Combining LSI and LDI information can help improving reliability of the data. In an embodiment the LDI and LSI maps are combined for common area by a processing unit. The processing unit adjusts the scaling of the maps or calibrates them and then compares them. Areas where the two maps match with their result (e.g. higher/lower perfusion than average or absolute value) have increased reliability while areas where the results differ have decreased reliability. The processing unit creates an addition map with the reliability information for each area. This map can have the same resolution as the maps from the Modalities or a reduced resolution. In an embodiment the above mentioned processing unit additionally produces a new perfusion map with combined information from both modalities.

In an embodiment the device operates in intra-individual relative mode, i.e. the flow maps are used relative to an acquired reference value. In such mode the flow maps no longer have absolute values, but relative values compared to a reference. Such comparison often is the ratio of the current absolute value with the reference with the relative flow map being presented in percent. But it can be any other function. In a combination of LDI and LSI the reference could be taken with both modalities independently, but from the same point of the object. Also, two independent relative flow maps are calculated with their respective reference values. The two relative flow maps can then easily be combined to a combined relative flow map using (weighted) averaging from the same part of the observed object. Also the two relative flow maps can be used to find reliability information. The approach can work with or without body mapping information (see “Body mapping of human cutaneous microcirculatory perfusion using a real-time laser Doppler imager”, Harbi 2012). With body mapping, a database of known ratio between body parts for population groups is stored and can be used to use references across body parts. The approach is proven for LDI, but most likely also works for LSI.

Claims

1. A Laser Perfusion Imaging system comprising: at least one coherent light source configured to illuminate a selected area of interest of an object for determining flow-related data of the selected area;a light collecting optic;at least one image sensor including a randomly addressed 2D array of photo detectors that receive collected light intensity, a control unit;a signal processor unit; anda display unit configured to display results;said system being configured to detect a laser Doppler signal and a Laser speckle signal from the selected area of interest of the object.

2. A Laser Perfusion Imaging system according to claim 1 wherein the at least one image sensor is configured to detect both a laser Doppler signal and a Laser speckle signal from the selected area of interest of the object.

3. A Laser Perfusion Imaging system according to claim 1 comprising at least two separate image sensors for laser Doppler and laser speckle signals.

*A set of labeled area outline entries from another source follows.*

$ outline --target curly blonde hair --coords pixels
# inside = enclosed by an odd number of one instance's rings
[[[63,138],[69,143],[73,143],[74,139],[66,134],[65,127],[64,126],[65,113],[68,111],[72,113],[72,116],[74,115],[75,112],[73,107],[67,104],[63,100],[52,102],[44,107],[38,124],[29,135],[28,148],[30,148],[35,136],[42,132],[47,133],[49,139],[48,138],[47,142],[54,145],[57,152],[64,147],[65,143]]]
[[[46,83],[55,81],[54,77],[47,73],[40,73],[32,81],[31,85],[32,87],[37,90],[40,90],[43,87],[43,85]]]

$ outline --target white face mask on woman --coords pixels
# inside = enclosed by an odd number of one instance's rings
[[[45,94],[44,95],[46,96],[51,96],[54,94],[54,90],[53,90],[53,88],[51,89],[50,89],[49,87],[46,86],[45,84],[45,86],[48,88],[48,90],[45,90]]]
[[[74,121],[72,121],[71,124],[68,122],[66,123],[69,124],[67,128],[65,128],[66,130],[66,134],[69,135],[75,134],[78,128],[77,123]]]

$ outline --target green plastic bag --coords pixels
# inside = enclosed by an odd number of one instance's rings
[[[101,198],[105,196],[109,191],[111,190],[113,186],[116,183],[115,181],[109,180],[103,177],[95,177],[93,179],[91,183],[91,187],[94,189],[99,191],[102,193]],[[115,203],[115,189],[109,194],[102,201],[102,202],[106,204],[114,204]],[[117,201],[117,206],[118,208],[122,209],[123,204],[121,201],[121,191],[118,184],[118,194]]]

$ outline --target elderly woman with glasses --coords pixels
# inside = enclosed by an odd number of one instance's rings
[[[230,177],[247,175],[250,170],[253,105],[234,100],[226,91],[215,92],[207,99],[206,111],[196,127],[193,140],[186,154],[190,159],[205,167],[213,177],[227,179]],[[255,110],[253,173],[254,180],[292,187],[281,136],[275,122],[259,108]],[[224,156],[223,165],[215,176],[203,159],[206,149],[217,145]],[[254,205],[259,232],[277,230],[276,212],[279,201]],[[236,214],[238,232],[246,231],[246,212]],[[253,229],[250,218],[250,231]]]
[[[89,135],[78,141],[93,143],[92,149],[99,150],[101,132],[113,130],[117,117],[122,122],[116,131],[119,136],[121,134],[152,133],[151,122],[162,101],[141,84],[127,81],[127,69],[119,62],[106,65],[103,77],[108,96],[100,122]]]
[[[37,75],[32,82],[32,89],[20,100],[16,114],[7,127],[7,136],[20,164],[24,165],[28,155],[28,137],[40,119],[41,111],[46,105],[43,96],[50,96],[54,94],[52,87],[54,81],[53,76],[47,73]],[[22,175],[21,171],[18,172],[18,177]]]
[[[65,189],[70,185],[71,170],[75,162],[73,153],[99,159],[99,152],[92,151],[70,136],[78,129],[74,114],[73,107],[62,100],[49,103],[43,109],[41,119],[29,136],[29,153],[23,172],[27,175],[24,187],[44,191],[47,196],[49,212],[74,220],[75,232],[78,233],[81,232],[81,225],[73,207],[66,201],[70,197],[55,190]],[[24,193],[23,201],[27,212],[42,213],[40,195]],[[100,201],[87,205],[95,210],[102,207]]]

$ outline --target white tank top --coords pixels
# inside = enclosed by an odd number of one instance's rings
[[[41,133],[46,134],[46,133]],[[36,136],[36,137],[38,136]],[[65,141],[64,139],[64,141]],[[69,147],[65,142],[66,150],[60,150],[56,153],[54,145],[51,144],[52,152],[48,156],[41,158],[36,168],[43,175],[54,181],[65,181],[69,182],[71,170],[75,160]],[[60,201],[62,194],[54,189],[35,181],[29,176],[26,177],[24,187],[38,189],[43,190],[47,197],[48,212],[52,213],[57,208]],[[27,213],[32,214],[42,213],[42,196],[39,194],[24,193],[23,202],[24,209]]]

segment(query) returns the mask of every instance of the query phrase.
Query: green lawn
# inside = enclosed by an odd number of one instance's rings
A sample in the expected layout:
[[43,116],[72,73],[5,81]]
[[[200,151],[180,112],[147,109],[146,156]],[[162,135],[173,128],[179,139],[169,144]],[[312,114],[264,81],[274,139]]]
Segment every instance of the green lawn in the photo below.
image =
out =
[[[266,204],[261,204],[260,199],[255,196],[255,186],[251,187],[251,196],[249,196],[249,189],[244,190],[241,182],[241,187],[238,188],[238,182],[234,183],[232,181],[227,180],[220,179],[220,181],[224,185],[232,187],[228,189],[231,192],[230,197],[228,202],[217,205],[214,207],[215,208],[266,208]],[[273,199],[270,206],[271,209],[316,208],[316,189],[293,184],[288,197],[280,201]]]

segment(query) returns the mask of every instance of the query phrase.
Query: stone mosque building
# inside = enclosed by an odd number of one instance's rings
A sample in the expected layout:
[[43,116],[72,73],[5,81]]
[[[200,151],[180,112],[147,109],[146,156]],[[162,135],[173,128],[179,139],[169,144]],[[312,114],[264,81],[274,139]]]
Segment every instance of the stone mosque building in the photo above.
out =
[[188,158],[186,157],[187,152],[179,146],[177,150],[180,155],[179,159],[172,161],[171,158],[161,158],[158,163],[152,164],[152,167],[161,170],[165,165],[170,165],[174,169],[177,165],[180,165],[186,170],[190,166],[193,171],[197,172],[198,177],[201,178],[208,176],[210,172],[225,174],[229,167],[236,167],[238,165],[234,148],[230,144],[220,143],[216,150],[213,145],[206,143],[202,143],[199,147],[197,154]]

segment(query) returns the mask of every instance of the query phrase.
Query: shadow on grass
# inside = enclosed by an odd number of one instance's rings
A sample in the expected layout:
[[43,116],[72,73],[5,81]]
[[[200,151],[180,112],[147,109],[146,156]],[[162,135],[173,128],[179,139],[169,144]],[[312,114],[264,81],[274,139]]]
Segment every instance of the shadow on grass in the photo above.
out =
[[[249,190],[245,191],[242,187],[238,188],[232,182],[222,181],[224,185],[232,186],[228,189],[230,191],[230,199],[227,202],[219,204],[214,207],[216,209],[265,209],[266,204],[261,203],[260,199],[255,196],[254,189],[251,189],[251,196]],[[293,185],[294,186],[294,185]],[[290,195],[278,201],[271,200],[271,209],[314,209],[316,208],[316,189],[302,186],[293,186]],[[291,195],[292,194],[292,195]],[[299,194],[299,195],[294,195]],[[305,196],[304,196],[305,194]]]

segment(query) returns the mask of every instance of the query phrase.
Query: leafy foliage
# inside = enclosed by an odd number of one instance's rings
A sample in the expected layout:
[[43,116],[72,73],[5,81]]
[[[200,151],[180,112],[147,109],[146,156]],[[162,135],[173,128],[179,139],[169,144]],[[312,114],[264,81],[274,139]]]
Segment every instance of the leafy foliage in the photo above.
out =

4. A Laser Perfusion Imaging system according to claim 1 comprising at least one image sensor for laser speckle signal and at least one single point sensor for laser Doppler signal.

5. A Laser Perfusion Imaging system according to any of the pervious claims further comprising a processing unit which uses the detected laser Doppler signal to adjust the Laser speckle signal.

6. A Laser Perfusion Imaging system according to any of the previous claims further comprising a processing unit which calculates perfusion map and/or reliability map from a combination of LDI and LSI maps of the same observed object.

7. A method to adjust laser speckle maps based on laser Doppler signals, comprising: acquisition of at least one laser Doppler signal and at least one laser speckle flow map simultaneously or in short sequence,adjusting the at least one laser speckle map based on information from the at least one laser Doppler signal.

8. A method to combine laser speckle and laser Doppler maps, comprising: acquisition of at least one laser Doppler and at least one laser speckle flow map simultaneously or in short sequenceadjusting the scale of the flow maps to align,generating a combinational flow map and/or a reliability map by comparing the two flow maps.